Please refer to [Installation](https://mmaction2.readthedocs.io/en/latest/get_started/installation.html) to install MMAction2. Run the following command to install `clip`.

```shell

pip install git+https://github.com/openai/CLIP.git

```

Assume that you are located at `$MMACTION2/projects/actionclip`.

Add the current folder to `PYTHONPATH`, so that Python can find your code.
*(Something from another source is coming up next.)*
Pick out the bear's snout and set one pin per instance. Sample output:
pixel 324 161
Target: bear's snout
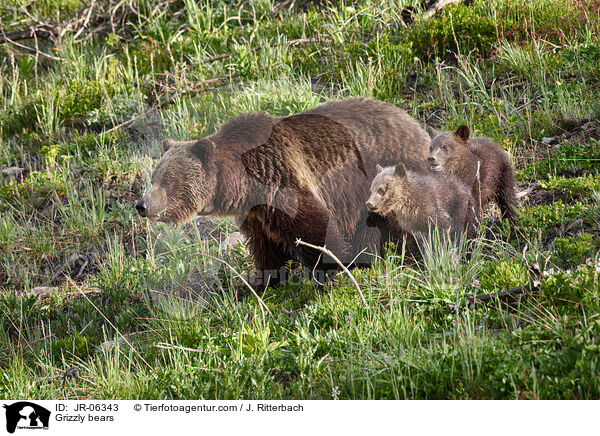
pixel 142 208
Run the following command in the current directory to add it.

> Please run it every time after you opened a new shell.

```shell

export PYTHONPATH=`pwd`:$PYTHONPATH

```

### Data Preparation

Prepare the Kinetics400 dataset according to the [instruction](https://github.com/open-mmlab/mmaction2/blob/main/tools/data/kinetics/README.md).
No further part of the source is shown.